Andrew Okun, president of American Go Association, called the match a "powerful" demonstration of the effectiveness of the techniques of artificial intelligence, but he also viewed it as a "win for Go."

"The publicity surrounding this achievement will make it much easier to promote Go and continue the task of making it a world game," Okun told Xinhua.

LEARNING FROM COMPUTER

With trillions of possible moves, Go has been described as one of the "most complex games ever devised by man." The contest of strategy and intuition has bedeviled artificial intelligence (AI) experts for decades.

Okun acknowledged that after the match between AlphaGo and Lee, Go will have lost the mystique of being able to beat computers when other games had succumbed to computerization long ago.

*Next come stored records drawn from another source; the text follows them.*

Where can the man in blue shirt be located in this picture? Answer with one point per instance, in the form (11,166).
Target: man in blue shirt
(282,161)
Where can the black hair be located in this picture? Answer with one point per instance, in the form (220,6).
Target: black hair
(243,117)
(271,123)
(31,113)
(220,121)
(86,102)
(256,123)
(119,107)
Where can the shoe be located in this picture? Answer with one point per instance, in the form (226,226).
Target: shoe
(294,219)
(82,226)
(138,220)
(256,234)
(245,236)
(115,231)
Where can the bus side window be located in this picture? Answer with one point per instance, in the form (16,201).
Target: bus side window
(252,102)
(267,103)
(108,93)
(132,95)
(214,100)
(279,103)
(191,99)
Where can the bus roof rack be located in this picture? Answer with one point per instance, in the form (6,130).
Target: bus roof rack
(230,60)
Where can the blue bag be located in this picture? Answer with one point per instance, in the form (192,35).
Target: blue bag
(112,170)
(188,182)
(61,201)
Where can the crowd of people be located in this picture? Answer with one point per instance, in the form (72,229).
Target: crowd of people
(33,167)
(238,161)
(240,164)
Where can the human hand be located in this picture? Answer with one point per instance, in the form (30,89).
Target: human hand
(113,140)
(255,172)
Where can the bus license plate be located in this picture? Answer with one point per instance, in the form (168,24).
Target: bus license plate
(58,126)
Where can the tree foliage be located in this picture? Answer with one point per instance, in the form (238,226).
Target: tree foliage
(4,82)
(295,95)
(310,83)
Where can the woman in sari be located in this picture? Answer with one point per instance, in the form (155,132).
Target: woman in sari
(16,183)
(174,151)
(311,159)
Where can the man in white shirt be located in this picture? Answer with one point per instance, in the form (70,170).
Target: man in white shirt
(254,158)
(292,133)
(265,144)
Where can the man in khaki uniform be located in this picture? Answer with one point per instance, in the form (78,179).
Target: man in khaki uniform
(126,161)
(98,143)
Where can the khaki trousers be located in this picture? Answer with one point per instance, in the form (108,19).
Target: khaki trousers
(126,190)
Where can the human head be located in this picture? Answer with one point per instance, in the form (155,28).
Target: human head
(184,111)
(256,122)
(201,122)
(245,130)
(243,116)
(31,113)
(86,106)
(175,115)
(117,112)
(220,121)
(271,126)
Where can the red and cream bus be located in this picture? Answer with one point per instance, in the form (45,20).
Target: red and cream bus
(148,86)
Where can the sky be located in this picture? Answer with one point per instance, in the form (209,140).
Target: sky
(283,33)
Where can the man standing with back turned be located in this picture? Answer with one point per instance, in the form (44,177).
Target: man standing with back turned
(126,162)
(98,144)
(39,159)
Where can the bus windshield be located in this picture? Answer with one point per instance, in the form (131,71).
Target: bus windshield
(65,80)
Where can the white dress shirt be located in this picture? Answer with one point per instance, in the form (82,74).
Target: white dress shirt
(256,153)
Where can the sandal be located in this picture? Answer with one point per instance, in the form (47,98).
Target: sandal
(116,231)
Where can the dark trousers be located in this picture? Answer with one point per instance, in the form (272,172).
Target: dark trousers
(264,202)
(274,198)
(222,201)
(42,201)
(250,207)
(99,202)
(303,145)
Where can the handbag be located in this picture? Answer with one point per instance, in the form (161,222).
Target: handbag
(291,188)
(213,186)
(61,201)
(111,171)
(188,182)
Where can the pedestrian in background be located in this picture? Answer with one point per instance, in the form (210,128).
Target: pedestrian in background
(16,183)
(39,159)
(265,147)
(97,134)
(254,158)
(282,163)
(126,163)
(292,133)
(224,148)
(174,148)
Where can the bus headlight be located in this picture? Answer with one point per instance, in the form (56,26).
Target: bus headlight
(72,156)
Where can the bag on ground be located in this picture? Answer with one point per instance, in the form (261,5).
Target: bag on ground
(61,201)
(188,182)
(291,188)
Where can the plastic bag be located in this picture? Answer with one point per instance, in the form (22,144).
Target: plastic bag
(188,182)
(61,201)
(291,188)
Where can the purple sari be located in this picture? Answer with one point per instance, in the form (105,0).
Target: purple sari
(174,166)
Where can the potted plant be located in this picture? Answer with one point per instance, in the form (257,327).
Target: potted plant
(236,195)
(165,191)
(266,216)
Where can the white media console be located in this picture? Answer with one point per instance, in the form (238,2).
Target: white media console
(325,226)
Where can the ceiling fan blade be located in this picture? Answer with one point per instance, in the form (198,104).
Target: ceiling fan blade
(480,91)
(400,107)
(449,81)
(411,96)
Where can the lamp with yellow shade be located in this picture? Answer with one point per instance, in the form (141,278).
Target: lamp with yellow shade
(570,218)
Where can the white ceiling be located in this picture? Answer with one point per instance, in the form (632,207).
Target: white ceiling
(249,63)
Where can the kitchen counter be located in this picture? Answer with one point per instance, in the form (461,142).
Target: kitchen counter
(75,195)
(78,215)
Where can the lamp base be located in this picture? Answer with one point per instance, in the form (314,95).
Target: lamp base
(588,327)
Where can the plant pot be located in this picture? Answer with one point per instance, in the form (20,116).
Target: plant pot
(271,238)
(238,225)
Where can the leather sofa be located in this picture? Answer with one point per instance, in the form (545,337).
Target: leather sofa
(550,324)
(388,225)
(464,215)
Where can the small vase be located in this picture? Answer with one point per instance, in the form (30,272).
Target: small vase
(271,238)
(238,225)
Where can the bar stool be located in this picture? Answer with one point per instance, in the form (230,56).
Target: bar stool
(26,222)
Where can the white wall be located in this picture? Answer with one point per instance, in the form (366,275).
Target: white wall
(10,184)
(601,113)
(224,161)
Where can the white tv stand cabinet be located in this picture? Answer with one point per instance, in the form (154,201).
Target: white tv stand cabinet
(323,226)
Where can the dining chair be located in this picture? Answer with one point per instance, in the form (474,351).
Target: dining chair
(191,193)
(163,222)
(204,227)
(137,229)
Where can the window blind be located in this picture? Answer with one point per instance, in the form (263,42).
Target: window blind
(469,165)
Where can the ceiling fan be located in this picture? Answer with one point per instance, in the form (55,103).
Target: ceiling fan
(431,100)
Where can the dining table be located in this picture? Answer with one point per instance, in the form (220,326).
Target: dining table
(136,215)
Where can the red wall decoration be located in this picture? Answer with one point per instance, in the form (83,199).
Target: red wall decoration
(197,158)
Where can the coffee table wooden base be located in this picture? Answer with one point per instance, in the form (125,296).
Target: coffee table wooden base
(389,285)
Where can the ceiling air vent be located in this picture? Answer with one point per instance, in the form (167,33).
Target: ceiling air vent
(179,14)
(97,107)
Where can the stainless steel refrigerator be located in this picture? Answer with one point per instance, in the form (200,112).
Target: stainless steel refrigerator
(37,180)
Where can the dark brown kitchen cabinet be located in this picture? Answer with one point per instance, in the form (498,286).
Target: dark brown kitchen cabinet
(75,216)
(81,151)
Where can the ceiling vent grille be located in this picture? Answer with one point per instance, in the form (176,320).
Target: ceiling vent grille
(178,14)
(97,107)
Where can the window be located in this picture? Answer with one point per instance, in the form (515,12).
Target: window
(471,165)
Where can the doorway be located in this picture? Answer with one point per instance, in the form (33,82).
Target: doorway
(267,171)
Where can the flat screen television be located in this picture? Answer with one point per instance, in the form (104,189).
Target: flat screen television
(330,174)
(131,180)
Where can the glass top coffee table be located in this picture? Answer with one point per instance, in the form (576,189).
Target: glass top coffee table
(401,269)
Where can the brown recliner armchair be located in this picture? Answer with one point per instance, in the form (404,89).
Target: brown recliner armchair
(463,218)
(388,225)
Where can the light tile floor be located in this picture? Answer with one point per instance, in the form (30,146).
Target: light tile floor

"The most educated go players will feel a loss if much of the accumulated knowledge and wisdom of 2,500 years of go playing and teaching are discovered to be incomplete and less powerful than we thought," he said.

That AlphaGo could beat a top professional player came as a surprise as much to the Go community as to researches of artificial intelligence.

"AlphaGo's win means that AI is improving much faster than anyone expected," Chris Nicholson, CEO of Skymind, which specializes in deep learning, told Xinhua.

Offering his explanation on AlphaGo's success at Go, Nicholson said researchers are "discovering strategies that humans haven't used before, and it turns out those actually work."

If AlphaGo continues to improve, said Michael Redmond, the only Westerner with the highest 9-dan professional rank, players will be imitating it in new strategies, which may spark a new revolution of the way people play go.

In this sense, computers could be men's tutors at Go, revealing new things never before understood about the game.

"Go players seem very excited by the prospect of having strong computers to play against and train with," Okun said.

For Ormerod, what he envisioned is an app-like Go program on a smartphone that plays as well as AlphaGo.

"I'm looking forward to the day when I can carry a strong opponent around in my pocket, to play a game whenever it's convenient," he said.